Those boards make perfect sense . Great tip , thank you !








Shop guy said:


> @rain Man 2.0: Rick, I'm rooting for you. I'm a little more than 20 years older than you and with out my little shop I would go crazy. Especially in the winter time. I don't have to do much in it to be happy and content. After working with the public most of my life I don't usually do any work for others. That eliminates those headaches. If I do make or fix anything for friends or neighbors it's on my terms and time. I neither expect or accept any compensation for what I do.
> 
> Remember the longest journey begins with the smallest first step.


Thanks for the vote of confidence. I'm going to love it once it complete . I have so many cool ideas to build after it's done


----------



## Semipro (Mar 22, 2013)

slalom said:


> A dilemma, I have been offered a good price for my Bosch 1617EVS (plunge and fixed base). Since I have a few Festool products I was thinking of accepting the offer and replacing the Bosch with a Festool 1400.
> 
> I like the Festool dust collection But I can get the dust extraction kit for the Bosch.
> 
> ...


 Gentlemen could you get back to the question that was asked originally!
Rainman start a new post


----------



## RainMan 2.0 (May 6, 2014)

Sorry Gerald for this thread getting off track . Let's try to give Gerard some constructive ideas here now guys . 

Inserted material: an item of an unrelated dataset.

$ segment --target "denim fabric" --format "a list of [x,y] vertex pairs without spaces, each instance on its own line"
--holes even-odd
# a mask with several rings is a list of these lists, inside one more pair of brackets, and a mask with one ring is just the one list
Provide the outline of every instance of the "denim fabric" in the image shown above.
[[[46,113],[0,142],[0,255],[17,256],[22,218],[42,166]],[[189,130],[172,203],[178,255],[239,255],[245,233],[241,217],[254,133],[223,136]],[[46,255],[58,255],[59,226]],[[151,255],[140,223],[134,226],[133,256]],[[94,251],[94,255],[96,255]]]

As I mentioned I'm hoping you keep the Bosch . I love the FesTool because of its dust collection, but Bosch does the same thing with there kit . 

Some of the reason I went FesTool is that I sort of planned on using there other products anyways , as I bought there vacuum system . 
The 1400 seems a little weird ergonomically with one normal handle and one that you kind of grab pistol grip style . I think they wanted to make it so when your using it on there track system , you could do it one handed . 
I also love there track , dang that's handy . I don't know much about Bosch , so I'm not certain if they integrate a track on to there's or not . 
FesTool has a plethora of accessories for there routers , but there all priced on the steep side for what you get imo . I'm sure each year I'll add a few things here and there till I have them all .






Semipro said:


> Gentlemen could you get back to the question that was asked originally!
> Rainman start a new post


You beat me to it Charles . I was typing an apology to Gerald as you made this post


----------



## Chris Hachet (Dec 25, 2016)

I like both routers. Eventually I plan to add the Festool, but ahve the Bosh now, it works fine!


----------



## slalom (Oct 10, 2016)

Thanks for all the information and ideas. 

I am fortunate to live near a community college that has excellent cabinet making and woodworking programs. They offer evening and Saturday courses to mature students on a part-time basis. 

They intentionally have a variety of brands found in commercial shops so that students are prepared for the workplace. We used Milwaukee, Dewalt (no soft start) and Festool 1010, 1400 and 2200. I agree that the handles on the 1400 are different, however, the Festool was the most popular. 

Based upon the recommendations, I think that I will stay with the Bosch for now and order the guides and dust hood.


----------



## honesttjohn (Feb 17, 2015)

Good Choice


----------



## DaninVan (Jan 1, 2012)

"Gentlemen could you get back to the question that was asked originally!
Rainman start a new post"

Like cats with a laser spot, we are. Must be an age thing.


----------